The shepherds on the rocky slopes of Sardinia exercise daily and at a low intensity but this level of physical activity allows them to eat a rather high caloric diet, similar to today’s Americans. The difference though is in the nutritional content. Breads they eat are healthier, made from high protein low-gluten wheat or whole wheat. They eat fava beans and chickpeas which deliver protein and fibre and are one of the foods most highly associated with reaching the age of 100. Fennel, which flavours many dishes, is a rich source of vitamins A, B and C. And tomatoes, used as a sauce or basis for many dishes such as minestrone soup, are rich in vitamin C and fibre. Almonds, eaten alone or chopped into main dishes are regulars in Sardinian cooking.


In conclusion.

This has been a brief overview of the “Blue Zones” way of life with a few practical examples of how the longest living peoples on the planet go about things. I will return to this topic in future articles.

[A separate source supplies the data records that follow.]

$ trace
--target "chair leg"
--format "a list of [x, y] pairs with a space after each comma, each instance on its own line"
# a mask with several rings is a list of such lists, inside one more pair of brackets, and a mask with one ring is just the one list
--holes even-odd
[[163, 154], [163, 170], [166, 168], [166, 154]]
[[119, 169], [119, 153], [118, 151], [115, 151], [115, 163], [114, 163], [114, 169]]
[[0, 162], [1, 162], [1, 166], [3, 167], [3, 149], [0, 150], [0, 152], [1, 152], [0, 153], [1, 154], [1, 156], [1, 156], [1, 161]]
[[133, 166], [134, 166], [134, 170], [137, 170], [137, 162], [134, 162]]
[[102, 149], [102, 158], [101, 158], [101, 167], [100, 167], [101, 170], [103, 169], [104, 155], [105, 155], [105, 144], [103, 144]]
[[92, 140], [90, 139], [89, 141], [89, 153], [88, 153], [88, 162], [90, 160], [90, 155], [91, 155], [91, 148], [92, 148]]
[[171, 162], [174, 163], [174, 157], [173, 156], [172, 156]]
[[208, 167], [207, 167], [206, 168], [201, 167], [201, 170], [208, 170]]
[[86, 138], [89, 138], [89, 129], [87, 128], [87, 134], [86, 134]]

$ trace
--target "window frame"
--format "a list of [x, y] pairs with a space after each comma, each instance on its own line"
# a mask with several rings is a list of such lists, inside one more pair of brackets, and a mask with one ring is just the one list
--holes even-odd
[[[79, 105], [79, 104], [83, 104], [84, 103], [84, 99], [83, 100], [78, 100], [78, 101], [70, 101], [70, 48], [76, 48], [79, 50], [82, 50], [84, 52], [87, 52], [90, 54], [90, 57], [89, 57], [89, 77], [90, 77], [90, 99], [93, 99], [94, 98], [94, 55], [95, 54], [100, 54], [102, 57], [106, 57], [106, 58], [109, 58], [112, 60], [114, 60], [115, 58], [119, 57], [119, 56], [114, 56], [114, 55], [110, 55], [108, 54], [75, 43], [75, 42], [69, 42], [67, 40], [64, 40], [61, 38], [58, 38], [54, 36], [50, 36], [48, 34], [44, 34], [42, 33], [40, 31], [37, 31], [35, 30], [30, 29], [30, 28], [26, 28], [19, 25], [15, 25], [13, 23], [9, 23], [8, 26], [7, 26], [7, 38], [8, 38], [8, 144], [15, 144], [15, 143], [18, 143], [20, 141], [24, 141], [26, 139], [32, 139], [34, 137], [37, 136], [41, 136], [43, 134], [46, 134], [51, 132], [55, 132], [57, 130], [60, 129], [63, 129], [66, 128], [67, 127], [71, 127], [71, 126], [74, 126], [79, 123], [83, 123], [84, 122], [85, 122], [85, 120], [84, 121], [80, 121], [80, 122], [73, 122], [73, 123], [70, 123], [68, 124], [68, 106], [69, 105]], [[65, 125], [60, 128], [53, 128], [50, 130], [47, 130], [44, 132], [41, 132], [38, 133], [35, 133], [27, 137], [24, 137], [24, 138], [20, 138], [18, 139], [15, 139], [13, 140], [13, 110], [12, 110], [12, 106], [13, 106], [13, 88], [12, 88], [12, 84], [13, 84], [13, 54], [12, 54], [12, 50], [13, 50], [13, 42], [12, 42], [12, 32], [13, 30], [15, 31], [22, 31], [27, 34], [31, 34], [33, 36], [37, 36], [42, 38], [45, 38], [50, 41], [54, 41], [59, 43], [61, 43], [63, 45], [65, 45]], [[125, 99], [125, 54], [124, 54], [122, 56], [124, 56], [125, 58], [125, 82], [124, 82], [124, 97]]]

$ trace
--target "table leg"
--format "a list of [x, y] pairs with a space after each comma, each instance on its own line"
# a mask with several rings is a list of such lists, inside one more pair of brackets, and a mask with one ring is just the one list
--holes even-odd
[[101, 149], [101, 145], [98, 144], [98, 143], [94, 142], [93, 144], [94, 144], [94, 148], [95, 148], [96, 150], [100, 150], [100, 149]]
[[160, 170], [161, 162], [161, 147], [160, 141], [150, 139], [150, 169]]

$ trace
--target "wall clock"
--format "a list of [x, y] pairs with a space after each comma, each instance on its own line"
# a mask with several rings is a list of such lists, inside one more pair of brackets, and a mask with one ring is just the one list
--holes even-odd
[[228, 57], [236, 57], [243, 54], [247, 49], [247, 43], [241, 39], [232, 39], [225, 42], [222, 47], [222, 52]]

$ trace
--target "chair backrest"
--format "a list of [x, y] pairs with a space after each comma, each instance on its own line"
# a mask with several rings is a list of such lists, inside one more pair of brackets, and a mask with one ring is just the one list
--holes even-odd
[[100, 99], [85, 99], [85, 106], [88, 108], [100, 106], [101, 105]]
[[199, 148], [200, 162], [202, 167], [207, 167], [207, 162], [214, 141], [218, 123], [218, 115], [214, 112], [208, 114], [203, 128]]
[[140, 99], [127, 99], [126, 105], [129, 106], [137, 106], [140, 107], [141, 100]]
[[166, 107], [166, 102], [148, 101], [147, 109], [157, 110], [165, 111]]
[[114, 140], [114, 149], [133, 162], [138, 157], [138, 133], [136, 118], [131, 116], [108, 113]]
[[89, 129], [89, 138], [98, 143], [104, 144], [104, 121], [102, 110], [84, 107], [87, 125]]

The main point I would like to make to everyone is that to give yourself the best chance of living a long healthy life free from disease and under the influence of pharmaceutical medication, it does take some thought and consideration regarding the many habits that we undertake daily. But you can do it when you put your mind to it and make good health a habit.

Try to eat a mainly plant based diet, get out and about every day if possible, and spend time with family and friends. Take some time to take stress out of your day, don’t eat too much, give to others, be grateful for what you have and last of all but not least, enjoy a glass of wine or two.

Now, get to it!




National Geographic. Blue Zones. The science of living longer. Dan Buettner.